On the question of whether early Christians borrowed myths from other ancient religions, Lee Strobel has an article on the internet citing a Swedish scholar name T.N.D. Mettinger as concluding that "there were absolutely no parallels between them [i.e., other ancient resurrection myths] and Jesus because these myths dealt with such things as the vegetation cycle." (read, think, pray live) Now I have not read Mettinger and I am not planning on tracking his book down, but I would just like to note that Mettinger's own words as quoted by Strobel don't sound nearly as emphatic. "There is, as far as I am aware, no prima facie evidence that the death and resurrection of Jesus is a mythological construct, drawing on the myths and rites of the dying and rising Gods in the surrounding world." (TCFTRJ p.161) This quote certainly supports Strobel's apologetics, but I don't think it rises to the level of "absolutely no parallels."

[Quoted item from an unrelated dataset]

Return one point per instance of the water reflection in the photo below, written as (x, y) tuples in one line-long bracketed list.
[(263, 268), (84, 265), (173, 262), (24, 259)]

I also think that Strobel's latest article makes Mettinger sound stupid. Is it really such an incredible leap to go from a dying and rising god in a vegetation cycle to a dying and rising messiah? Is this something that was completely beyond the imagination of first century Jews? I might just as well argue that there are "absolutely no parallels" between George Lucas' Star Wars movies and Norse mythology (or where ever it was he lifted his stuff) because Thor and Odin did not have spaceships.
Speaking of parallels, Strobel's embellishments provide a nice model of how the stories about Jesus may have grown over time. Mettinger being unaware of any prima facie evidence becomes "absolutely no parallels." Sherwin-White's brief and general reflections become a "meticulous" study. And just as early Christians may have been unconcerned about being contradicted by eyewitnesses, Strobel seems completely unfazed by the possibility that someone might go check the sources he is citing.